Bei dem Werksbesuch im Juni 1990 war es leider nicht möglich, mit einer der beiden Prototypen eine Testfahrt durchzuführen, geschweige denn den Motor laufen zu hören. Aus diesem Grund müssen wir uns an dieser Stelle nur auf einen optischen Eindruck der beiden Bikes beschränken: Da sich bekanntlich über den Geschmack lange streiten lässt, tendiert die Sympathie des Autors eindeutig zu der "Roadster". Das unverkleidete Bike ist dunkelgrün-metallic lackiert, eine Farbe, die stark an das traditionelle "British Racing Green" erinnert. Aber nicht nur die Lackierung hebt sie von vergleichbaren Maschinen aus Japan oder sonstwo ab. Eine Augenweide ist zweifellos das Dreizylinder-Triebwerk. Hier liegt ein weiteres Stück Tradition verborgen, mit der sich die Triumph von den Mitbewerbern abhebt. Mit dieser Maschine ist es den Triumph-Leuten tatsächlich gelungen, ein neues Motorrad auf die Räder zu stellen, das in jeder Hinsicht auch erst einmal ohne Probefahrt begeistern kann. Dagegen erscheint der "Sporttourer" auf den ersten Blick eher etwas nach japanischer oder italienischer Machart und ob dieses Modell so den Geschmack der "British-Bike-Kunden" trift, wird sich zeigen.
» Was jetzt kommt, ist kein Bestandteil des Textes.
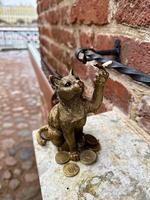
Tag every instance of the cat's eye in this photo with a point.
(68, 84)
Trident und Daytona 1990 noch als Prototypen


Bei aller Euphorie für die neuen Triumph stellen sich aber bereits nach dem ersten Beschnuppern schon einige Fragen. Jetzt haben die Engländer, mit allem Respekt für das Engagement, diese Fabrik mit den modernsten Produktionseinrichtungen hochgezogen, haben ein Modellkonzept auf die Räder gestellt, das bestimmt bis in das Jahr 2000 Überlebenschancen hat, doch das i-Pünktchen bei den neuen Triumph Motorrädern fehlt. Weder ein serienmäßiges ABS, noch eine spritsparende Einspritzanlage, geschweige denn ein KAT, zeichnet diese neuen Bikes aus. Dabei stehen die Zeichen der Zeit ganz deutlich in dieser Richtung. Über kurz oder lang werden auch die Motorradhersteller um diese Sicherheits- und umwelttechnischen Einrichtungen nicht mehr herumkommen. Wenn also schon soviel Geld und Zeit in diese Neuentwicklungen gesteckt wird, warum werden dann nicht gleich Nägel mit Köpfen gemacht?
Aber vielleicht werden wir auf der IFMA 1990 doch noch ganz große Augen bekommen, wenn nicht nur Moto Guzzi Einspritzmodelle mit KAT präsentiert, sondern auch Triumph einige weitere Asse aus dem Ärmel zieht.